Il ne se vexe pas de la gravité de la réponse qui vient de lui être donnée. Il ne peut pas avoir passé tout ce temps avec Chad et ne pas être habitué à son caractère dur et froid. Au contraire, le voir l'illustrer est plaisant. Il y a quelque chose de rassurant qu'il reste fidèle à lui-même. Il n'y a rien de mal au changement, il est même inévitable, mais un peu de stabilité est salutaire après toutes les perturbations qu'ils ont subies ces derniers mois. À leur échelle, c'est une période particulièrement courte, ce qui signifie certes qu'ils n'auront à terme souvenir que d'une anomalie passagère. Mais leur brièveté confère par ailleurs une certaine intensité à leurs récentes mésaventures.

— Ou peut-être qu'au contraire, ça lui coupera enfin le sifflet… propose l'encapuchonné comme scénario alternatif, se déridant un peu maintenant qu'il est satisfait que son collègue ne semble pas vouloir faire de réelle tentative pour contrarier ses plans.

À ses mots, les deux extraterrestres se tournent l'un vers l'autre au même moment, aussi intrigué par l'idée l'un que l'autre. Le temps qu'il leur reste avec Kayle est effectivement sans doute limité, et n'est pas vraiment en sa compagnie entière, mais il serait néanmoins intéressant d'arriver à le laisser sans voix au moins une fois avant son exécution. En souvenir du bon vieux temps, peu importe combien Chad a nié l'existence d'une telle ère devant leur jeune équipier, lorsqu'ils parcouraient la cambrousse sur les traces de Maena.

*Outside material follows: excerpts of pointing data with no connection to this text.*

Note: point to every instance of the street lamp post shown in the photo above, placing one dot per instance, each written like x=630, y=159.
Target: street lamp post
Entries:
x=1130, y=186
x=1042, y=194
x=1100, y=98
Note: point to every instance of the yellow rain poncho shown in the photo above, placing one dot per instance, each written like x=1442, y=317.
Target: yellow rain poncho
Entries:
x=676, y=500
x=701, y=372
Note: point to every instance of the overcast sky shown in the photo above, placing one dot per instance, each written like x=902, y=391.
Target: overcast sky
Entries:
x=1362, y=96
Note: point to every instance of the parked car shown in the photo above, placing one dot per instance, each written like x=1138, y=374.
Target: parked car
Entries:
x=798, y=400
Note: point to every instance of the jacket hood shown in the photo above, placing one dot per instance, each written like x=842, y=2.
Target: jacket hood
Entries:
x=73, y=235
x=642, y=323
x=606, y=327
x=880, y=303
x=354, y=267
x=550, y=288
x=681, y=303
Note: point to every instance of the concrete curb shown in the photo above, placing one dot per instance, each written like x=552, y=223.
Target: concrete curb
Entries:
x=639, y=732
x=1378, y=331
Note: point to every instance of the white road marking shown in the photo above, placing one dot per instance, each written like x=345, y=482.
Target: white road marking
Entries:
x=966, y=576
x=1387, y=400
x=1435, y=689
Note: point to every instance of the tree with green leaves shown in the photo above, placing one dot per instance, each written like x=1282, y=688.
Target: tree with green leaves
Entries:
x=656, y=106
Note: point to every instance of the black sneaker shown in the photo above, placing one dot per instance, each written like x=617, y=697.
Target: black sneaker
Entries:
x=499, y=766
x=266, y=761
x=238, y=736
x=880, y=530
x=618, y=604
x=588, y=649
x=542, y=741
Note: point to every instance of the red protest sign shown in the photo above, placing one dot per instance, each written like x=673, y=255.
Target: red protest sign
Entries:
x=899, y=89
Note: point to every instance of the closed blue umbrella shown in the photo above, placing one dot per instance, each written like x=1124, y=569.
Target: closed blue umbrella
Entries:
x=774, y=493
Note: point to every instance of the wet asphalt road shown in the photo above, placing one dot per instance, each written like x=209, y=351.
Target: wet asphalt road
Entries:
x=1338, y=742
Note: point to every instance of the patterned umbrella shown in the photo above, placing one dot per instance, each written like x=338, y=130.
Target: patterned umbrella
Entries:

Les deux anciens restent encore un long moment côte à côte en silence, à considérer l'époque où Kayle était plus jeune. Ils se souviennent de ses incessantes questions à son arrivée, puis de ses interminables commentaires, jusqu'à ce qu'il en arrive à simplement leur rebattre les oreilles de ses histoires auxquelles ils n'auraient pas assisté. Et aussi de certaines pour lesquelles ils étaient pourtant présents. Ils n'ont pas oublié non plus son émerveillement et ses talents, sa fascination et sa brutale empathie. Il était vraiment quelque chose. Et pourtant, ils ont dû et vont sûrement devoir encore le réduire à néant.